A DISH copyright lawsuit against UK-based CDN company DataCamp has ended with a settlement. The original complaint alleged that DataCamp failed to terminate ‘repeat infringer’ customers, identified by DISH as the operators of several IPTV services. The $3m settlement subjects DataCamp to an enhanced notice-and-takedown regime with financial penalties for noncompliance. Outside the agreement, the parties still disagree on almost everything.


A DISH Network copyright infringement lawsuit filed in February 2022, demanded $32.5m in damages from UK-based CDN company DataCamp.

The original complaint alleged that DataCamp failed to take appropriate action against 11 pirate IPTV services. DISH claimed these clients were repeat infringers after sending over 400 DMCA notices to DataCamp.
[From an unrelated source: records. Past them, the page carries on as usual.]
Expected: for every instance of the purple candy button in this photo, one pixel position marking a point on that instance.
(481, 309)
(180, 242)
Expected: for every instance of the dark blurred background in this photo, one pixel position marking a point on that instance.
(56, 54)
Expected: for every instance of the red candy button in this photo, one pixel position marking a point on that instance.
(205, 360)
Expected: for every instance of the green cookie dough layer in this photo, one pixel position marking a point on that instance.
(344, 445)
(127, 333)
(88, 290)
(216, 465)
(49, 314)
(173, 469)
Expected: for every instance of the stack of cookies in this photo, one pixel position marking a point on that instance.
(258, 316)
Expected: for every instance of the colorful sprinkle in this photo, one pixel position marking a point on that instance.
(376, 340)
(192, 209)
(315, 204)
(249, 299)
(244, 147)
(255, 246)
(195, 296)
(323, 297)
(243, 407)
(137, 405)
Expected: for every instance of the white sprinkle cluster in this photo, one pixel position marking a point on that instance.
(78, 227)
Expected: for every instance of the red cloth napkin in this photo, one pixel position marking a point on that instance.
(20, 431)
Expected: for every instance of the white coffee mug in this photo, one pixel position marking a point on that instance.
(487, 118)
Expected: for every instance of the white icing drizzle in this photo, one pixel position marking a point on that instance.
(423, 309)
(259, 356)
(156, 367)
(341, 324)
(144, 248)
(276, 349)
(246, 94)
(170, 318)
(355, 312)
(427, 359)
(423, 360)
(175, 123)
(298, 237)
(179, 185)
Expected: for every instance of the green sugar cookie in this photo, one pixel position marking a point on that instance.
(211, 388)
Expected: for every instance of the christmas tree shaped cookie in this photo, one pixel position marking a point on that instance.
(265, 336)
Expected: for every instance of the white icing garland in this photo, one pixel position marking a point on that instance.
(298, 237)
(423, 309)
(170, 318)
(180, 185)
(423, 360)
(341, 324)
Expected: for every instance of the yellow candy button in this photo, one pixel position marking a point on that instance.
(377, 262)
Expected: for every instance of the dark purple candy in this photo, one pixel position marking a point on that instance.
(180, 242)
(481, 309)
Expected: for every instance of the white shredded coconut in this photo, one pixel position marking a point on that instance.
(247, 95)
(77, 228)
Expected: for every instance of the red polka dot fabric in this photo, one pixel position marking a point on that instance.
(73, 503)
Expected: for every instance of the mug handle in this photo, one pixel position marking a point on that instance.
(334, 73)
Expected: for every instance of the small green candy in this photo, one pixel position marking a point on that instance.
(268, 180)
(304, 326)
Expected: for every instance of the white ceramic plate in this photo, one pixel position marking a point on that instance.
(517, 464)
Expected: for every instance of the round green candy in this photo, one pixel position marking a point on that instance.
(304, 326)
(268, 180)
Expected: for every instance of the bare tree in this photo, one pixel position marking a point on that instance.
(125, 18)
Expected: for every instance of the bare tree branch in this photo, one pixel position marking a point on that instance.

In many respects the lawsuit was not dissimilar to others that have targeted ISPs and various intermediaries in recent years. Allegations that DataCamp failed to act appropriately under a reasonable ‘repeat infringer’ policy, for example, is a hallmark of these potentially ruinous lawsuits.

The Specter of Losing Safe Harbor Protection

If a court determines that an intermediary cannot rely on safe harbor protections, the financial consequences of liability can prove catastrophic. As a result, pressure on DataCamp to settle would have been (or at least should have been) enormous. Instead, DataCamp came out swinging.

After settlement negotiations failed and pressure increased, DataCamp accused the plaintiffs of targeting smaller companies with copyright infringement claims, then aiming for cash settlements as an alternative to expensive lawsuits with unpredictable outcomes.

Given that opposing parties go to court to solve disputes, with settlement one of the more obvious options, in itself the DataCamp claim wasn’t especially unusual. However, the company went on to allege that it had been offered a public consent judgment, ostensibly worth tens of millions of dollars in the plaintiff’s favor, on the understanding that a private agreement meant that nothing would ever be paid.

The value, the company said, was in letting other potential lawsuit targets believe that, since DataCamp had paid, when DISH came knocking, they would have to pay too.